With a slowness that contradicted the urgency in the air, the wagons were brought into a circle. It was unclear who gave the order, but the men started to barricade the gaps between the wagons with crates, tables, casks, and sacks of grain and flour while the women loaded the guns—mostly single-shot pistols and muskets—and got out clubs, knives, and even swords made out of ploughshares. There was little or no talking. Slowly, the riders moved toward the barricaded pioneers along the edges of the hills. A hoot came from the group flanking the northern end. The ones in the south responded. The riders trickled down from all four sides.
“Indians!” someone cried as they got closer.
The men, wrapped in buffalo hides, had painted faces and feathered heads. They surrounded the convoy. From under their leather frocks, they produced long rifles, muskets, and blunderbusses.
“Down, everyone!” a woman screamed.
Another hoot, and all the riders opened fire at once.
As the blasts echoed away, a hoarse moan grated its way through the ensuing quiet. Håkan looked up and saw an ox kneeling down and then collapsing on its side. The dogs ran up to it to lap up the pooling blood.
“There are children here!” yelled a man.
“Fire!” Jarvis cried.
The emigrants shot back.

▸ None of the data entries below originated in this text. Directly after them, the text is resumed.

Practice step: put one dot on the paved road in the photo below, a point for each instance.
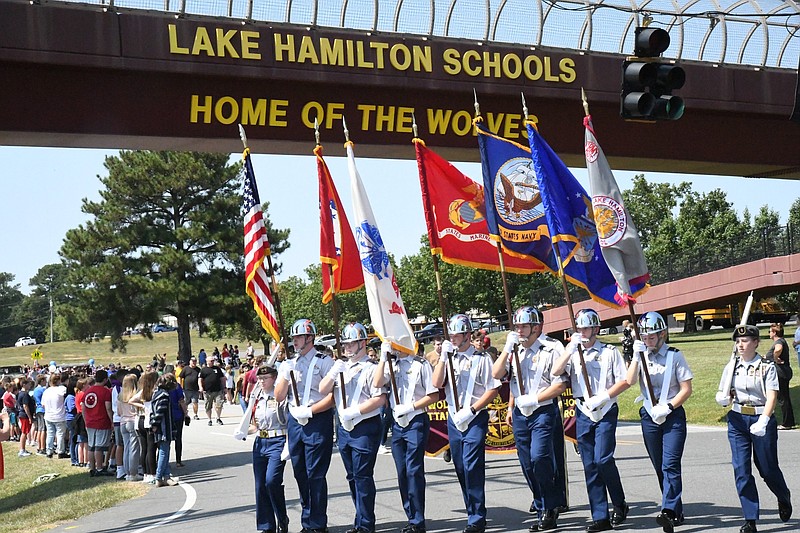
(216, 492)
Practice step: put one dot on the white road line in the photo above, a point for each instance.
(191, 498)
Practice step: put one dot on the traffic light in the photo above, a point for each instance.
(648, 81)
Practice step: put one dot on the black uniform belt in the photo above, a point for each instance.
(269, 433)
(747, 409)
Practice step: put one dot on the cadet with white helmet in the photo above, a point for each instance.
(596, 417)
(535, 416)
(360, 422)
(310, 423)
(467, 426)
(752, 429)
(663, 416)
(411, 426)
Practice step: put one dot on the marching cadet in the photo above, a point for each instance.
(596, 417)
(410, 428)
(267, 418)
(359, 408)
(467, 426)
(535, 415)
(310, 423)
(752, 383)
(663, 416)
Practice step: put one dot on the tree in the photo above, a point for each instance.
(10, 298)
(166, 238)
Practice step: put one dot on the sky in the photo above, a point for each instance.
(43, 190)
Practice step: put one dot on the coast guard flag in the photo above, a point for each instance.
(337, 247)
(568, 210)
(618, 236)
(514, 209)
(383, 295)
(256, 250)
(455, 215)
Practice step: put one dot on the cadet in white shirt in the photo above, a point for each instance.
(467, 425)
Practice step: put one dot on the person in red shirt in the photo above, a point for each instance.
(98, 416)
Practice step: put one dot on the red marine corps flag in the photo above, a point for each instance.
(618, 236)
(256, 250)
(337, 247)
(455, 215)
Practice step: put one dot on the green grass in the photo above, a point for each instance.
(707, 352)
(140, 350)
(30, 507)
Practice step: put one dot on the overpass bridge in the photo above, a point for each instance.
(765, 277)
(180, 74)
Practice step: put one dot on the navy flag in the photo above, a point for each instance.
(570, 219)
(514, 209)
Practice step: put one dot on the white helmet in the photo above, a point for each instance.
(459, 323)
(354, 332)
(527, 315)
(587, 318)
(651, 322)
(303, 326)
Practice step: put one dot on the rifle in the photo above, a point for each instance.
(728, 387)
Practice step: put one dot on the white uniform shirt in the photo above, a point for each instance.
(352, 379)
(680, 372)
(463, 363)
(595, 356)
(300, 364)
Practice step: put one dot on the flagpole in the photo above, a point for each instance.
(334, 310)
(442, 310)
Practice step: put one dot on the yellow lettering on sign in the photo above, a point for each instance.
(202, 43)
(248, 111)
(173, 41)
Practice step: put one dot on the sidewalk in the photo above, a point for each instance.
(218, 471)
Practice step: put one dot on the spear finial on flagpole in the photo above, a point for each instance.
(585, 102)
(346, 131)
(243, 135)
(524, 107)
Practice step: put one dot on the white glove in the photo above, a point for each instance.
(386, 349)
(639, 347)
(301, 413)
(447, 347)
(574, 341)
(350, 413)
(463, 417)
(759, 428)
(723, 399)
(659, 411)
(402, 409)
(527, 400)
(511, 340)
(597, 400)
(338, 367)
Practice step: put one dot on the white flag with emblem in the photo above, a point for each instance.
(619, 238)
(386, 308)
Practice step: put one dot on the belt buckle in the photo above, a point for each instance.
(748, 410)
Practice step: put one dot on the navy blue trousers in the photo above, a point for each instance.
(534, 441)
(408, 451)
(764, 453)
(664, 444)
(597, 442)
(268, 475)
(468, 450)
(311, 447)
(358, 450)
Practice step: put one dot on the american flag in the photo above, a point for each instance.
(256, 250)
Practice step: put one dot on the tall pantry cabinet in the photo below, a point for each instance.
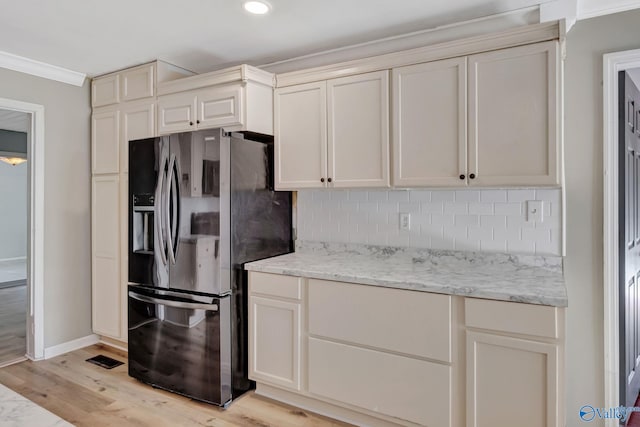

The air became thick with powder smoke. Nobody was hit.
The riders started the long process of reloading and so did the women, ready with ramrods and pouches of shot while the men buttressed the barricade. When the guns were ready, they resumed their post.
After a moment of silence, a hoot, followed by a fusillade.
The emigrants fired back.
Nothing. Aside from a few holes in some wagon bonnets, the shots on both sides had been as good as blanks.
The besiegers broke their formation and got together to confer.
“They’ll never get us,” said Jarvis in a loud whisper to the whole party. “They can’t get close enough. They can’t.”
“But for how long can we hold up?” asked a woman.
“Oh, weeks,” replied Jarvis with a dismissive swat. “But they won’t stay for weeks. Not worth it.”
A few wagons to the right, a man began a murmured quarrel with his wife, who, from what Håkan understood, had convinced him to leave the safety of the trail.
Suddenly, and without looking back, the riders left for the hills, climbed the slope, and disappeared behind the edge. Some of the emigrants cheered. Jarvis called for silence.
“This is not how it ends,” he said.
The men kept guard. The women made lunch, stirring the pots with the ramrods. Nobody spoke. There was a heightened awareness of the present. As he ate his food, Håkan felt that he was saying good-bye to something.
About half of the Indians returned. Once again, they surrounded the wheeled convoy. After a pause followed by a hoot, they opened fire. The emigrants responded. No one was hit. Everyone reloaded, and there was another volley of guns. Bullets whistled and whined by, missing their targets by a long way. There were three or four of these loud and harmless exchanges.